As the theatre, in my memory, still gives the crowning glory to my holiday in Philadelphia, so, in looking back, the brief holiday seems the spectacle, the romance, the supreme moment, of my early years. The scene of my every-day life was that Convent of the Sacred Heart at Torresdale which was the end of the interminable ride in the Third Street horse-car and the shorter ride in the Pennsylvania Railroad train.

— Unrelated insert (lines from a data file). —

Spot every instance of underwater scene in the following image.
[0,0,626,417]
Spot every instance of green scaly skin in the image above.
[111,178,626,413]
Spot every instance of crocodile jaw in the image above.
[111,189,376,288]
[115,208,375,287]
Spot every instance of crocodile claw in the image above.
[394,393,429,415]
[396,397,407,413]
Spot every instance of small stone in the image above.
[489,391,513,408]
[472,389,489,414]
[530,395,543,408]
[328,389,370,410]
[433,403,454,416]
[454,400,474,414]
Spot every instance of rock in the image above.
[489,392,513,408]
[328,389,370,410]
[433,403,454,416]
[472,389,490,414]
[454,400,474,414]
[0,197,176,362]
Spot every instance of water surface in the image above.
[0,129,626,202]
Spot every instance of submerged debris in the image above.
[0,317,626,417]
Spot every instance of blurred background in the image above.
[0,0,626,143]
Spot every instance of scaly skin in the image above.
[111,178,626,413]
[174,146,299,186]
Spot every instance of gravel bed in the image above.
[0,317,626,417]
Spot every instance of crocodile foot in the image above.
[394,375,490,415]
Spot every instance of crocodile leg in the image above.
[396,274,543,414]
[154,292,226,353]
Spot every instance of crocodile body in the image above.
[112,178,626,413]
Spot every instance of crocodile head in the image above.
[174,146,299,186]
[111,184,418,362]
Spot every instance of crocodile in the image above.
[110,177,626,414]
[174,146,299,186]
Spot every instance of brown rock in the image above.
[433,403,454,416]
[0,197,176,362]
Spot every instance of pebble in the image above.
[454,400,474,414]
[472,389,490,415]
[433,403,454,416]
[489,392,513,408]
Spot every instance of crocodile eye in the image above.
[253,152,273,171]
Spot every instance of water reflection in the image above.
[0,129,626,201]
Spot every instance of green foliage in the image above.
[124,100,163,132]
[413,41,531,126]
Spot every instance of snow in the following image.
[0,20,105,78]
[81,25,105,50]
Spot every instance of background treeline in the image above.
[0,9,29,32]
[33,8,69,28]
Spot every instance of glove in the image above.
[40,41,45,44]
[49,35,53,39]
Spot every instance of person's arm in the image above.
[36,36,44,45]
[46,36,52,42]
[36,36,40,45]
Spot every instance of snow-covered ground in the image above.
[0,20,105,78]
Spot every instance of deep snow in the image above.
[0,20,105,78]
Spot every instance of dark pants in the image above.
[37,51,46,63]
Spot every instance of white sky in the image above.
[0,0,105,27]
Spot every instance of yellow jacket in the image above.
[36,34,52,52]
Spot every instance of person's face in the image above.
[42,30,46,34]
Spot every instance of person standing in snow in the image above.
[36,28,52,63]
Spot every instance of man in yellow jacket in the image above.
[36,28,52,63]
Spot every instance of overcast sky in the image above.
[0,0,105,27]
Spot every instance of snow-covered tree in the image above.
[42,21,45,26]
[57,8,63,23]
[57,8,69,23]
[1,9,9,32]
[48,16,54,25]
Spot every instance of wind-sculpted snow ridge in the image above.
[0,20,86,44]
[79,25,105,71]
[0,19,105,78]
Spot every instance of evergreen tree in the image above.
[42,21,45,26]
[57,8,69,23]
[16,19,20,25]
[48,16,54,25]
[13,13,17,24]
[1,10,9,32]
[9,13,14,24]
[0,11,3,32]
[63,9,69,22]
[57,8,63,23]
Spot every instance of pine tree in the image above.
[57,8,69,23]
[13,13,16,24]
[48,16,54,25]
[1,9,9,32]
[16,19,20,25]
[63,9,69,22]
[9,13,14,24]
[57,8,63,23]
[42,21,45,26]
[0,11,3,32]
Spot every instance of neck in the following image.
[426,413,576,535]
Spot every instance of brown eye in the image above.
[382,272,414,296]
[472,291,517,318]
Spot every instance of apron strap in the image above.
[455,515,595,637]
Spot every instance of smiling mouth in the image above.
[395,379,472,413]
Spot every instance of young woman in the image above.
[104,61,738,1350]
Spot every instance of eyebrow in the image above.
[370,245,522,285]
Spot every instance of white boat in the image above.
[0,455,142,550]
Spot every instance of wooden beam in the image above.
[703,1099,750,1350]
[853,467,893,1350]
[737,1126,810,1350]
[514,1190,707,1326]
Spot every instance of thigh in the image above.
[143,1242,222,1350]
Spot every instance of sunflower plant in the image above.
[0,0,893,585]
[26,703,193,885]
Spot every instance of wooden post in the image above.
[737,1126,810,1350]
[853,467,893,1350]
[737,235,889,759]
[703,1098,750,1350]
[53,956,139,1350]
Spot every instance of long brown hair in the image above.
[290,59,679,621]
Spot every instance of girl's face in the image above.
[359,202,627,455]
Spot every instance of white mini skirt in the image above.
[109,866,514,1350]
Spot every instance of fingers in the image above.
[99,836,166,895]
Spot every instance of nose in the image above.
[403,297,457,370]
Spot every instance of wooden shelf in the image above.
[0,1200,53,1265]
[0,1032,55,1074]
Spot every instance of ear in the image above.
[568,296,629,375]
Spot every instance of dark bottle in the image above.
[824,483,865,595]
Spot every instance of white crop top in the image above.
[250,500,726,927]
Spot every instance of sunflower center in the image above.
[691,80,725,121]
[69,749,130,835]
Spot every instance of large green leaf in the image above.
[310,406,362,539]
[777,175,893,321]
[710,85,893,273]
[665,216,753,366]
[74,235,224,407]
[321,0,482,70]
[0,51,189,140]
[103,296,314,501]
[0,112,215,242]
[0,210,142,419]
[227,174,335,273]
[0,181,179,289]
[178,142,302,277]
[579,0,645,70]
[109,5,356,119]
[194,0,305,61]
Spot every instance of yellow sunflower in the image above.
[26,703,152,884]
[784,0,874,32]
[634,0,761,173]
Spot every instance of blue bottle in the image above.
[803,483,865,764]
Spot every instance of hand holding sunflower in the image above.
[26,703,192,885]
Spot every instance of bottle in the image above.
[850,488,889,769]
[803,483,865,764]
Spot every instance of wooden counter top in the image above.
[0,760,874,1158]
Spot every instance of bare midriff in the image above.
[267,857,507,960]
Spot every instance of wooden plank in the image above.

The Philadelphian who did not live in the Convent would have seen it the other way round, for the Convent was unlike enough to Philadelphia to suggest the romance of the unusual. Only in one or two respects did it provide me with facts that every proper Philadelphian was brought up to know, and let me say again that because I had to find out the others—the more characteristically Philadelphia facts—for myself, I think they probably made a stronger impression upon me than upon the Philadelphian guiltless of ever straying, or of ever having been allowed to stray, from the approved Philadelphia path.

II

When the Ladies of the Sacred Heart decided to open a Convent in Philadelphia, an uncertain enterprise if it is considered how un-Catholic Philadelphia was, they began in a fairly modest way by taking a large house at Torresdale, with lawns and gardens and woods and a great old-fashioned barn, the country seat of a Philadelphian whose name I have forgotten. It stood to the west of the railroad, at a discreet distance from the little cluster of houses by the riverside that alone meant Torresdale to the Philadelphians who lived in them.

The house, I can now see, was typical as I first knew it, the sort the Philadelphian built for himself in the suburbs at a period too removed from Colonial days for it to have the beauty of detail and historic interest of the Colonial house, and yet near enough to them for dignity of proportion and spaciousness to be desirable, if not essential to a Philadelphian's comfort. A wide, lofty hall ran from the front door to the back, on either side were two large airy rooms with space between for the broad main stairway, a noble structure, and the carefully concealed back stairway—half-way up which in my time was the little infirmary window where, at half past ten every morning, Sister Odille dispensed pills and powders to those in need of them. Along the entire front of the house was a broad porch,—the indispensable Philadelphia piazza—its roof supported by a row of substantial columns over which roses and honeysuckle clambered fragrantly and luxuriantly in the June sunshine. The house was painted a cheerful yellow that went well with the white of the woodwork about the windows and the porch: not a very beautiful type of house, but pleasant, substantial, luxurious, and making as little outward show of its luxury as the plain red brick town house of the wealthy Philadelphian.